Woman: Instead of saying hello, we should say heaveno. Hello gives Satan powers.

–Toronto, Ontario

Overheard by: $ue

Woman: I am talking, and you are farting. That’s nice!

–Balmy Beach, Toronto, Ontario

Overheard by: nfh

Woman #1: Is that a dead seal in the water?
Woman #2: Are you Canadian or just stupid?
Woman #1: I’m Canadian.

–Key West, Florida

Overheard by: uarerude

Lady on cell: And sushi (points at her chihuahua) stops to look for you, but I tell her you're at work and she laughs.

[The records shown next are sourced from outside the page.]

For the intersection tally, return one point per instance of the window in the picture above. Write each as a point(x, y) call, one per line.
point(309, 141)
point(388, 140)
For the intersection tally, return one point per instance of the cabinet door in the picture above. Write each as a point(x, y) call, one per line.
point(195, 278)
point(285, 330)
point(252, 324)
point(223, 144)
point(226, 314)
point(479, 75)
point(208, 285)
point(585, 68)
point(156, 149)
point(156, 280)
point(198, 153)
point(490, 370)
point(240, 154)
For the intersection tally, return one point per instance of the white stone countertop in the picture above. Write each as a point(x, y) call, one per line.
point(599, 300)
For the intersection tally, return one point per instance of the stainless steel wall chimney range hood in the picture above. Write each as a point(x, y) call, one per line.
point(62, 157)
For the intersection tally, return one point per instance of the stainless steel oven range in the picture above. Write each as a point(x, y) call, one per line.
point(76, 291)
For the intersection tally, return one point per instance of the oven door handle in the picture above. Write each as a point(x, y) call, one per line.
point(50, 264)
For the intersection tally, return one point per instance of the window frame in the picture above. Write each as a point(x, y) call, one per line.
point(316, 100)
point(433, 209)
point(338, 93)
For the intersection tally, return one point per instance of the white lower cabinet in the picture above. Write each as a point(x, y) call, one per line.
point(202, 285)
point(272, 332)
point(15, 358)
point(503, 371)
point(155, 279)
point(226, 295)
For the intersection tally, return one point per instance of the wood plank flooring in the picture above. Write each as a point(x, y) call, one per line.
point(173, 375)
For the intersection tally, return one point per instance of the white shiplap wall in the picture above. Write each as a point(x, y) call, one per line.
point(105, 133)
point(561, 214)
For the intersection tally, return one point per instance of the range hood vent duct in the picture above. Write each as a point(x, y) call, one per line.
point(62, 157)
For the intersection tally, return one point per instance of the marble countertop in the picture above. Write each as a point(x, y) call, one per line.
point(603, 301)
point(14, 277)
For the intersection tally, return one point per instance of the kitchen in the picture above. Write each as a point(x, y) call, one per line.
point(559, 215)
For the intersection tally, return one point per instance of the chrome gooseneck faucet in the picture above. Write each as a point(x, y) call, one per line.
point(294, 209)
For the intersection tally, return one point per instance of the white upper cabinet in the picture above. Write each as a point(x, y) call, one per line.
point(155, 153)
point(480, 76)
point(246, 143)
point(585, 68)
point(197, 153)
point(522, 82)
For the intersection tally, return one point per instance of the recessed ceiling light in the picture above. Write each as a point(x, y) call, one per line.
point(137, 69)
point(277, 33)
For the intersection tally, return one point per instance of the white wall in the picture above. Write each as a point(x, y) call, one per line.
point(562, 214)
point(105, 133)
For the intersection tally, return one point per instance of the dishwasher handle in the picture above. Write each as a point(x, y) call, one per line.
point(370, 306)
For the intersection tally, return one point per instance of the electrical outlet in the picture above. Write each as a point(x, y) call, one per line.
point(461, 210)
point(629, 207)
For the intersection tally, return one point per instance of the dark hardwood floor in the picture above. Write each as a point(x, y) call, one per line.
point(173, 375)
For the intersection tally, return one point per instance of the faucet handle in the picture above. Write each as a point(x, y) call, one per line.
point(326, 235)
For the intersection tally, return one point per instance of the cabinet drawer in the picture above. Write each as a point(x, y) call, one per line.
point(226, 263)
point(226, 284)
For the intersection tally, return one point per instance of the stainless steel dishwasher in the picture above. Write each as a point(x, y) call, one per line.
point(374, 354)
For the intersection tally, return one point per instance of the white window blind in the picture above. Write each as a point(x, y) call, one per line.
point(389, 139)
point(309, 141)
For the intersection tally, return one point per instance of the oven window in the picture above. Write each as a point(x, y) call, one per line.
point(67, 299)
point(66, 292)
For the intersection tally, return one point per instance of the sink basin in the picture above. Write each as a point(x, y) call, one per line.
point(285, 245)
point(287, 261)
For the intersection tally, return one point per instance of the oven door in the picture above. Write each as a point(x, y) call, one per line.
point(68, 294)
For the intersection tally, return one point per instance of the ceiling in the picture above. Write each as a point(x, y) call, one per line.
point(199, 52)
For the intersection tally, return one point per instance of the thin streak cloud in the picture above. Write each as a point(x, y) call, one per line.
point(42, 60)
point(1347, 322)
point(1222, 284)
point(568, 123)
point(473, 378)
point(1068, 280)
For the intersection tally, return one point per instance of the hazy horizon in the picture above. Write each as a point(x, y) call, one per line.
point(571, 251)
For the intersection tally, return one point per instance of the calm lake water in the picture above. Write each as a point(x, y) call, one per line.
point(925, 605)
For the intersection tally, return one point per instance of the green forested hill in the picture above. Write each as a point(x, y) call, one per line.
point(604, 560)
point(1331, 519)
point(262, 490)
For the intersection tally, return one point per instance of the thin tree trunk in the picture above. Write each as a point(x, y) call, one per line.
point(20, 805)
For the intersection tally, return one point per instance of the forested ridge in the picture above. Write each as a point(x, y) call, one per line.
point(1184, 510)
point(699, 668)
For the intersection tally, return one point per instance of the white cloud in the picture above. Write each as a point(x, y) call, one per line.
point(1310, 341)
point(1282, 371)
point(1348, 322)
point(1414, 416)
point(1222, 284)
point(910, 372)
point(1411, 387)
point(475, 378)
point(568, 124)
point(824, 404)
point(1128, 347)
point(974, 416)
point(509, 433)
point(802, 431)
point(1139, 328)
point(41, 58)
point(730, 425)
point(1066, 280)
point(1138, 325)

–Tamarama Beach, Australia

Overheard by: GGary

Older lady #1: You know they have a hot stone massage?
Older lady #2: Really?
Older lady #1: Yeah! It sounds really nice.
Older lady #2: Maybe we should get them! Then we can get shirts that say “I got stoned in Miami”
Older lady #1, laughing: We could.
Older lady #2: No, but I actually want to get them and wear that shirt.

–Elemis Spa, Miami Beach, Florida

Young woman: I am so not doing that again. One, it’s gross, and two, my legs are killing me.

–Chatham Light Beach, Massachusetts

Overheard by: Antonia

Jersey woman, to seagull: Get away, you lazy sonofabitch! Go find your own food! [to friends] Just like Mexicans.